If on the other hand you meant $i^{i^i}$, we have: $$\begin{align} i^{i^i} & = i^{e^{(i(2m+\frac{1}{2})\pi)i}} \\ & = i^{e^{-(2m+\frac{1}{2})\pi}}\\ & = e^{i[(2n+\frac{1}{2})\pi e^{-(2m+\frac{1}{2})\pi}]}, (m,n\in\mathbb Z)\end{align}$$

for the top answer the real part is obviously $0$ and the imaginary part $-1$; for the bottom answer:

$${\frak Re} (i^{i^i})=\cos((2n+\frac{1}{2})\pi e^{-(2m+\frac{1}{2})\pi}), (m,n\in\mathbb Z)\\{\frak Im} (i^{i^i})=\sin((2n+\frac{1}{2})\pi e^{-(2m+\frac{1}{2})\pi}), (m,n\in\mathbb Z)$$

Answer 3

@Zima 's answer clearly answers this question, with the appropriate principal arguments. However, in this text (not answer) I am going talk more about your statement of "several solutions".

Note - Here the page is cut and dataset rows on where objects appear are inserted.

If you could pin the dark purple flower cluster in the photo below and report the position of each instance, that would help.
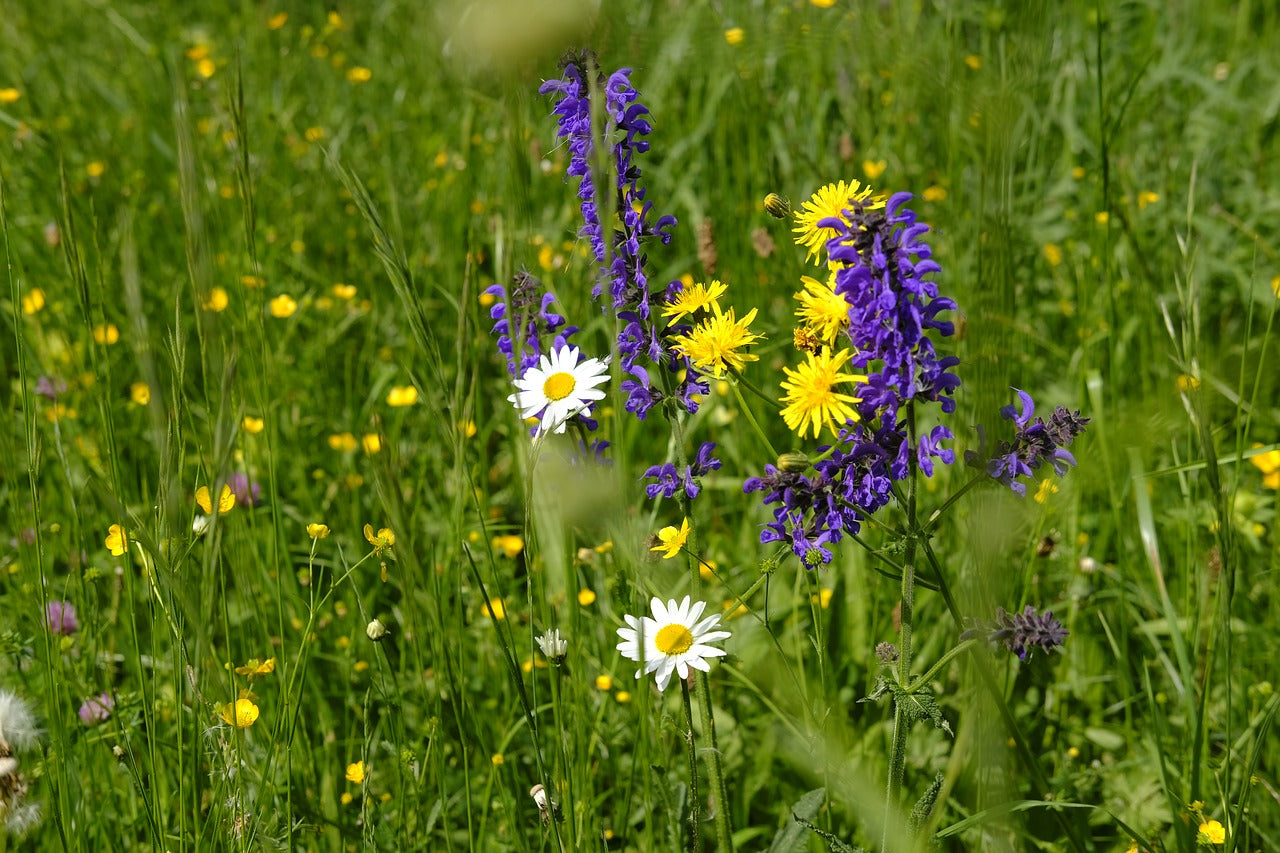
(1022, 633)
(1034, 443)
(667, 478)
(522, 320)
(622, 259)
(891, 308)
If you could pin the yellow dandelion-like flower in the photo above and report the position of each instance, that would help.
(810, 398)
(225, 500)
(241, 714)
(117, 541)
(402, 396)
(382, 541)
(717, 343)
(691, 300)
(822, 310)
(672, 539)
(830, 203)
(282, 306)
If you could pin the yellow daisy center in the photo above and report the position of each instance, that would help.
(558, 386)
(673, 639)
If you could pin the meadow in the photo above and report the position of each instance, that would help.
(282, 565)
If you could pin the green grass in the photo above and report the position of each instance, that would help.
(1101, 196)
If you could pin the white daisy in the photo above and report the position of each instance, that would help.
(558, 388)
(673, 641)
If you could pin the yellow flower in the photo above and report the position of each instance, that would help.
(32, 301)
(117, 541)
(716, 343)
(241, 714)
(830, 203)
(508, 544)
(1212, 831)
(256, 669)
(822, 311)
(810, 398)
(402, 396)
(225, 500)
(384, 539)
(699, 297)
(672, 539)
(216, 301)
(282, 306)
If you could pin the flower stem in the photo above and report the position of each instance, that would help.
(901, 723)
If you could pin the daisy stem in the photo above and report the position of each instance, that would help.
(901, 721)
(694, 802)
(746, 411)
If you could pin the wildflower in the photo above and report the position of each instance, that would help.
(1022, 633)
(60, 617)
(810, 397)
(382, 542)
(691, 300)
(402, 396)
(716, 343)
(256, 669)
(822, 311)
(225, 500)
(560, 388)
(553, 646)
(830, 203)
(673, 641)
(117, 541)
(668, 480)
(672, 539)
(282, 306)
(96, 708)
(1211, 833)
(241, 714)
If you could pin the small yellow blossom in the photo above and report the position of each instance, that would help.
(402, 396)
(384, 539)
(672, 539)
(32, 301)
(225, 500)
(342, 442)
(117, 541)
(241, 714)
(282, 306)
(256, 669)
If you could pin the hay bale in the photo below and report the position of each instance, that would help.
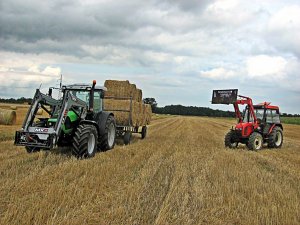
(7, 117)
(13, 107)
(138, 95)
(122, 89)
(40, 112)
(117, 88)
(122, 118)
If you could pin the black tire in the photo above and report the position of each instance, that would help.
(32, 149)
(127, 137)
(275, 138)
(230, 140)
(144, 132)
(85, 141)
(108, 139)
(255, 141)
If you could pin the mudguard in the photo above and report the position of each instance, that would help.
(101, 119)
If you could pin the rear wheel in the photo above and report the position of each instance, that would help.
(255, 141)
(107, 141)
(231, 140)
(127, 137)
(32, 149)
(144, 132)
(275, 138)
(85, 141)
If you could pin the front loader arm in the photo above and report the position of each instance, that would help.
(39, 98)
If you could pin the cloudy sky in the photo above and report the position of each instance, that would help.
(177, 51)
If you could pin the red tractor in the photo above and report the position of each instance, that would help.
(257, 125)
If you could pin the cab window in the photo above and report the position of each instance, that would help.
(97, 101)
(275, 115)
(269, 116)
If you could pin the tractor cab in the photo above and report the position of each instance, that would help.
(92, 96)
(266, 116)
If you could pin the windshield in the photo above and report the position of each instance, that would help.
(248, 118)
(82, 95)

Recall that polar plane is closed and angles following $\theta + 2\pi$ repeat the same output for $\theta$; $\sin{\theta}$, $\cos{\theta}$. Ie. $\sin{\dfrac{\pi}{2}} = \sin{\left(\dfrac{\pi}{2} + 2\pi\right)} = \sin{\dfrac{5\pi}{2}}$ and $\cos{\dfrac{\pi}{2}} = \cos{\left(\dfrac{\pi}{2} + 2\pi\right)} = \cos{\dfrac{5\pi}{2}}$.

This property exists within the complex world as well, however, we note it as "branching" and equivalent to your multivalued solutions, since the polar form $\displaystyle e^{i\theta} = \cos{\theta} + i\sin{\theta}$. In practice, this would mean;

$$\left(e^{i\pi/2}\right)^i = i^i = \left(e^{i5\pi/2}\right)^i \\\iff i^i = e^{-2n\pi - \pi/2}, \quad n \in \mathbb{Z}$$

However, note that $\theta = \dfrac{\pi}{2}$ is still the principal argument for $i$. Any other angle that has equivalent output to $\theta = \dfrac{\pi}{2}$, would classified under $\underbrace{\text{general arguments}}_{\theta = 2n\pi + \pi/2}$. See Complex Analysis.

I assume this is what your problem also implied that there are several solutions. However, I am still confused, since this is not required to answer the question. Your problem asks for the real and imaginary parts (i^i)^i, which I assume would be in rectangular form; $0 + (-1)i$ only. Did the question explicitly ask you to state all possible arguments somewhere else?